Current Events Assignments for Elementary Students

It’s important for students not only to pay close attention to the events that are going on in their lives, but also to the events that are going on in the city, state, region, country and the world in which they live. Yes, current events are important. And arguably today, more so than ever, students are only preoccupied with what’s going on in their immediate lives and not what’s going on elsewhere. And with the 24/7 news cycle and the plethora of ways that information is now garnered (i.e., TV, radio, social media, etc), staying on top of current events can be a challenge.

That’s why it’s important for teachers to instill the importance of staying on top of current events at an early age. This can be accomplished through various activities and assignments in the classroom. Here are some ideas for current events elementary education assignments that teachers can use in their classrooms:

Events presentations

One way to really get students to pay attention to the news and what’s happening in the world is to assign event presentations. Consider dividing students up into groups and having one group present an “Event of the Week” of a current event that they find interesting to the class every Friday. This encourages the students to read newspapers, do Internet research, watch the news and understand for themselves why such an event is so important. Encourage the students to answer the questions of who, what, where, when, why and how in their presentations. Also encourage students to back up their presentations with newspaper clippings, TV news segments and any historical context that needs to be shared. Have groups rotate throughout the year presenting on current events each week.

CNN

CNN is one of the best TV resources for staying on top of everything that’s happening domestically and internationally. Consider setting aside some time each day or each week to tune into a CNN broadcast with students. While this isn’t particularly an assignment, per say, doing so can tune students in on some of the most popular stories going on in the world. If a teacher is unable to set aside time per day or per week to devote to CNN, consider doing so for important national and world events, like presidential elections and inaugurations and anything breaking news that is appropriate for school children to observe.

Create a newspaper

While print newspapers may have taken a hit with the rise of the Internet, they are still an ideal way to learn about what’s going on in the world.

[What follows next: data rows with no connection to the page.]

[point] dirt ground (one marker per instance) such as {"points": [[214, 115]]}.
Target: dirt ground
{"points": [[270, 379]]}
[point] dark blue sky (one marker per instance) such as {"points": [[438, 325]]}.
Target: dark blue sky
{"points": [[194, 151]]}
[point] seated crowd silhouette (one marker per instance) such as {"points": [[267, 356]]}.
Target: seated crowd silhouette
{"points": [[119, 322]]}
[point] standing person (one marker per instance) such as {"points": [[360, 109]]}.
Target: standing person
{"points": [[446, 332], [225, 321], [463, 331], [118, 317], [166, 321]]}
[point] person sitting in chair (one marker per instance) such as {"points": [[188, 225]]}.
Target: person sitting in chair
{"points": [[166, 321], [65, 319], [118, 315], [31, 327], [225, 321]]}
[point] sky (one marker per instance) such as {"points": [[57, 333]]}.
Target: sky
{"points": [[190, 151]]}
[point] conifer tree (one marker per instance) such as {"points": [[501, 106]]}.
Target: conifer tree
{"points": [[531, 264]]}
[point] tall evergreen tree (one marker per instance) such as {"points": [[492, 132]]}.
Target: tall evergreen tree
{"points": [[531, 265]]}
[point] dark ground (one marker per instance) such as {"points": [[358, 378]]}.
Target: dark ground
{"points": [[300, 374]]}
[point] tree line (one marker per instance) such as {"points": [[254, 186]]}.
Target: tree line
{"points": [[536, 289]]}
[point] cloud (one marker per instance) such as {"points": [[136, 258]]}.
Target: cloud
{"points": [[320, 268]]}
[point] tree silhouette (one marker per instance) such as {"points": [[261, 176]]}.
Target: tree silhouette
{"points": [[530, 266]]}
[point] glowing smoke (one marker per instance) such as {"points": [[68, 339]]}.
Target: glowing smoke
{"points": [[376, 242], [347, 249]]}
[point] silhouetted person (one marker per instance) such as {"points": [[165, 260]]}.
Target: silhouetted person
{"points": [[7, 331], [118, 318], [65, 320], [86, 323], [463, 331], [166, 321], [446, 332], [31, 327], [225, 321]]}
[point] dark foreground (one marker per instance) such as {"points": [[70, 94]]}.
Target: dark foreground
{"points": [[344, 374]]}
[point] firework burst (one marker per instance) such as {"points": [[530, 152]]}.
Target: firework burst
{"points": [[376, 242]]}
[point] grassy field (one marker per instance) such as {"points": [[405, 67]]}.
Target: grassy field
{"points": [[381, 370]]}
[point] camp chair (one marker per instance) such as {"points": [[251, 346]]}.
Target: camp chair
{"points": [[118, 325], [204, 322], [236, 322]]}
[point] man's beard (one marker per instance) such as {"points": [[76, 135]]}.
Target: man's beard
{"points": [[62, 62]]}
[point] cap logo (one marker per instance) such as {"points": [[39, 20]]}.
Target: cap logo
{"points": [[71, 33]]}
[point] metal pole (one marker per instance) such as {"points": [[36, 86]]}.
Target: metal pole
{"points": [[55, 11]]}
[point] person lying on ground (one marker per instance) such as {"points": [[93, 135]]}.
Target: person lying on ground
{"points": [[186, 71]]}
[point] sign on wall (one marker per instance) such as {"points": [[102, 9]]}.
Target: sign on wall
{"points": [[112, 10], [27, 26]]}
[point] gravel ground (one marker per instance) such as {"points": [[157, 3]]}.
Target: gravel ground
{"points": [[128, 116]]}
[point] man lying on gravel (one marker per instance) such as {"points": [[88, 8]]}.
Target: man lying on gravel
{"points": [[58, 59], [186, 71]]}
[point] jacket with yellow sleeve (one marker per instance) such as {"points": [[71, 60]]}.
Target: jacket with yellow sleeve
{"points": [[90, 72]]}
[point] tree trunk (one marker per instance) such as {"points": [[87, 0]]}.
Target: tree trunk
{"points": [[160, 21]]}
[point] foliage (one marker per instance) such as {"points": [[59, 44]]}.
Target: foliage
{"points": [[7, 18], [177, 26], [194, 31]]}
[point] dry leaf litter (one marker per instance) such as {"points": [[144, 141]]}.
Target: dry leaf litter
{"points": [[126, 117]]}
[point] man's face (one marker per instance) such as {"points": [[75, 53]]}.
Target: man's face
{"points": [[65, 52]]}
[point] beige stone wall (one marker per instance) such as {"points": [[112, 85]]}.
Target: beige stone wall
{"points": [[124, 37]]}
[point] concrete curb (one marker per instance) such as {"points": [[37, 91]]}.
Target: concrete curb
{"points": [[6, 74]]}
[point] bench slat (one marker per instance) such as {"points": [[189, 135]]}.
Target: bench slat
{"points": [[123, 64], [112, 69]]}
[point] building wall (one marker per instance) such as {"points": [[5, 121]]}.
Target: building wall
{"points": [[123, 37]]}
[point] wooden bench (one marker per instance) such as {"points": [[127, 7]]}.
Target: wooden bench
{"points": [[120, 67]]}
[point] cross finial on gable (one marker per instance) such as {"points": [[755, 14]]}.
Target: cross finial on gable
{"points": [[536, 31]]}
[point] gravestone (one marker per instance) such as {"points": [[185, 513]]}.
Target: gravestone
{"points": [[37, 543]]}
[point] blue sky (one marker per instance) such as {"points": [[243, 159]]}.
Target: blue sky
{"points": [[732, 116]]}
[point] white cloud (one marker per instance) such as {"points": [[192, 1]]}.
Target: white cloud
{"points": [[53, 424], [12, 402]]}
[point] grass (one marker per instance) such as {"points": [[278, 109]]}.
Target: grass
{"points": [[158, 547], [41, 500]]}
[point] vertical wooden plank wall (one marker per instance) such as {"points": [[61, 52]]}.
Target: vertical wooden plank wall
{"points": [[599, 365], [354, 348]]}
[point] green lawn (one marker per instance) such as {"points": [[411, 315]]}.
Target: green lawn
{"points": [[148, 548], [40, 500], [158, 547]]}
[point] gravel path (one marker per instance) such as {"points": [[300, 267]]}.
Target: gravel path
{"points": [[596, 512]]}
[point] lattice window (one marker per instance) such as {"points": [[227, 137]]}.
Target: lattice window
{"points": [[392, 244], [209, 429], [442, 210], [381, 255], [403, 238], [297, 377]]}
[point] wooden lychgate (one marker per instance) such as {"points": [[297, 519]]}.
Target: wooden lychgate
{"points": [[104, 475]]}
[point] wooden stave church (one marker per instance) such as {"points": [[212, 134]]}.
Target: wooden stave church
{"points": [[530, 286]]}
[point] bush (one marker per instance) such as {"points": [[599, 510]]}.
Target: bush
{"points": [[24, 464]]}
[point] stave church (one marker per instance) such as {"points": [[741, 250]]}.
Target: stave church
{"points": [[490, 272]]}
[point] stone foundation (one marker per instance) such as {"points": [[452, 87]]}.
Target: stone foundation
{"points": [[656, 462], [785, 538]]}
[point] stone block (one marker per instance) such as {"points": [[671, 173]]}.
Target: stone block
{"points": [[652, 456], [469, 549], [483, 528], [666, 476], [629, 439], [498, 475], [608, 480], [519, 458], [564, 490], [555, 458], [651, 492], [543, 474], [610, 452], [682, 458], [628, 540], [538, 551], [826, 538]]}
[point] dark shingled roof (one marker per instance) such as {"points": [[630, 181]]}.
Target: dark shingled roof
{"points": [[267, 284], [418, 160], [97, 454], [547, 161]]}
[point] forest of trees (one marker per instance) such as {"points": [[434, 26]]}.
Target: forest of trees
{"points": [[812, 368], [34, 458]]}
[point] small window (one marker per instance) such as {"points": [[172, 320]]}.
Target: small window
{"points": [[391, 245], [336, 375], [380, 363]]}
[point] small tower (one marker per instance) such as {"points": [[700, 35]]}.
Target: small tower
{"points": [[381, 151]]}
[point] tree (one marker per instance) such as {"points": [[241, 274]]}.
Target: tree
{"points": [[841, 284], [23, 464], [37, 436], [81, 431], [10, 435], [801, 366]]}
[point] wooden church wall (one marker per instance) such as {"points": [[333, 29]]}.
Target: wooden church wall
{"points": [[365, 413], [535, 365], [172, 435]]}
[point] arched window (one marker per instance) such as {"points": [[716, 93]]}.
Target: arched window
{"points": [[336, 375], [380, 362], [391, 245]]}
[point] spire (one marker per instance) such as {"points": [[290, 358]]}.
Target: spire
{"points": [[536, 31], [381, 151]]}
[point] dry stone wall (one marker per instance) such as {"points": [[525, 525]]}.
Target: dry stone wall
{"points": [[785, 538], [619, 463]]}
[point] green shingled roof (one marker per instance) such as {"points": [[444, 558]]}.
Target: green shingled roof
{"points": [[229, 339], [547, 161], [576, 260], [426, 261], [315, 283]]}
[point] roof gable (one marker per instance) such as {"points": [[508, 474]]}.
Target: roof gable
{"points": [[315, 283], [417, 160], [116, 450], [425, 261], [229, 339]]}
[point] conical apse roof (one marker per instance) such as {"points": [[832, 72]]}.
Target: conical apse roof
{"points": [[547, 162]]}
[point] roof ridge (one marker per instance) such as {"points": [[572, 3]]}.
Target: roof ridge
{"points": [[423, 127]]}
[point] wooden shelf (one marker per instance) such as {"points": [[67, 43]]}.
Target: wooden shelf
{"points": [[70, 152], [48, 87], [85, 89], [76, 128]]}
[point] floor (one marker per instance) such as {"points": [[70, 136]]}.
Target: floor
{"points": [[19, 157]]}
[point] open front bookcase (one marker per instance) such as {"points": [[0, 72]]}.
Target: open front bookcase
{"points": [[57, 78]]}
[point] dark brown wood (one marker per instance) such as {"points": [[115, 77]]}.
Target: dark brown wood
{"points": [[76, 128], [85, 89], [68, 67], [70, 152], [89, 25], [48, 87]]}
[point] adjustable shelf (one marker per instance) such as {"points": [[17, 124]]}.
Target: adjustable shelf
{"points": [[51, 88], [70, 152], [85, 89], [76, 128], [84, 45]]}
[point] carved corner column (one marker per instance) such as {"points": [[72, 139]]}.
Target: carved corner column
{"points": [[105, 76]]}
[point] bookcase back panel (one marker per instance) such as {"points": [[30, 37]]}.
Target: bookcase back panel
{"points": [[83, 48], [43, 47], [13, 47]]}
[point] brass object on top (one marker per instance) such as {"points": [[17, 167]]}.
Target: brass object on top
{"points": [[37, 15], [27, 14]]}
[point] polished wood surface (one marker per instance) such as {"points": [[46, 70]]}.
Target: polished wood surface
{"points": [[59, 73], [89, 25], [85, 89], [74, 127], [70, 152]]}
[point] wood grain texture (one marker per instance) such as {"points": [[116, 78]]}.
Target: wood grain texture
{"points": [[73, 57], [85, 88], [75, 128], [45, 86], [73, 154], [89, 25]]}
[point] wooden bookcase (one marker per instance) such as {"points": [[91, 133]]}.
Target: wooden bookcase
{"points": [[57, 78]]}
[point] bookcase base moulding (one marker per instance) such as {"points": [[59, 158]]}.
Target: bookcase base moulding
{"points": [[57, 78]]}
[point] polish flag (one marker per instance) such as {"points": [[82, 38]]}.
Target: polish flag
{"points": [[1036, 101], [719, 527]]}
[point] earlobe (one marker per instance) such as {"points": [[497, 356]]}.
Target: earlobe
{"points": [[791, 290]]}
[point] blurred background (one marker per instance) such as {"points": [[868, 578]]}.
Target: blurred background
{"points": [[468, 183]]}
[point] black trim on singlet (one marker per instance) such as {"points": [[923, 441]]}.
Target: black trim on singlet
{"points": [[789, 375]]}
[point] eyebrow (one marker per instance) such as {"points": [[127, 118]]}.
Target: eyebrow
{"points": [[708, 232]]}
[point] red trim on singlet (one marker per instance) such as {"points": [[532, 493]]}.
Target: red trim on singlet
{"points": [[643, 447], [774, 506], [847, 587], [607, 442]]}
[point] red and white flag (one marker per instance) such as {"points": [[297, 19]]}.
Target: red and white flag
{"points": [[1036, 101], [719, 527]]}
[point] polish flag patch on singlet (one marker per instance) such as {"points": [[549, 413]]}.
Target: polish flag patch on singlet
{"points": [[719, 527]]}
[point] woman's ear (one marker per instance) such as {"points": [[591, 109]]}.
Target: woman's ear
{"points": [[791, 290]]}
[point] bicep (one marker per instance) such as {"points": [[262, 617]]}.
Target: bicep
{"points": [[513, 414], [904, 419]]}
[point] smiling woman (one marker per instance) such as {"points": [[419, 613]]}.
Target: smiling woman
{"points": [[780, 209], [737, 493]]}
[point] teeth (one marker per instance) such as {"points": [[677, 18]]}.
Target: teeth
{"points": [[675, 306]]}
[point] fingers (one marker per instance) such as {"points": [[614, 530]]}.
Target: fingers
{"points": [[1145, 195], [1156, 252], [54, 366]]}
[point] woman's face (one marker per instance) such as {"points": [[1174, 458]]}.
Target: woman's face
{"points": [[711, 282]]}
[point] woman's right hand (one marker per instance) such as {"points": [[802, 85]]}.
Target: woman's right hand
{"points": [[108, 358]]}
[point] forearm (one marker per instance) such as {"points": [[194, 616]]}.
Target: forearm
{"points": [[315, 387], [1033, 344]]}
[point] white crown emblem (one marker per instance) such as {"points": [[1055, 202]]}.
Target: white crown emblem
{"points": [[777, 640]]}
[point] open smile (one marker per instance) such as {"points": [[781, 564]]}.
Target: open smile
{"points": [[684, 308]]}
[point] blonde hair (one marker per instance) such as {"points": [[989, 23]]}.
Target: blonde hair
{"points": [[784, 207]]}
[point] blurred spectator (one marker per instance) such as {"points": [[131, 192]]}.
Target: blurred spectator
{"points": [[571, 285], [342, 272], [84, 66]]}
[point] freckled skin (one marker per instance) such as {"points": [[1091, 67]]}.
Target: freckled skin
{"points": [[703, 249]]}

And studies indicate that students who have access to newspapers are more likely to be interested in reading them and learning about what’s going on in the world. Hence, teachers should consider having students make their own newspaper as part of a class assignment, including city, state, national and world sections. This encourages students to pay more attention to everyday happenings, as they’ll need to decide what to give precedent to in their newspaper. Have students complete this project using the Internet to print out stories and photos, and be sure to have art supplies and art paper on hand for them to layout and design their own newspaper. Also encourage students to look at existing newspapers to get design ideas for theirs. This can be an enjoyable project that yields a lot of unique results.

City Council assignment

Every city has a city council that meets, typically on a weekly or bi-weekly basis. As part of a way to make students understand the important issues that their city faces, make them attend a city council meeting and write a report about what was talked about, what issues were brought to the table and what the council did to resolve any issues. Not only can this help keep students in touch with their community, but it can also introduce ways that they can help their city thrive and overcome obstacles – all at an early age. If the city is small and intimate enough, the student may even be able to interview the mayor or some city council members about some of the big issues the city is facing before or after the meeting to enhance the written report.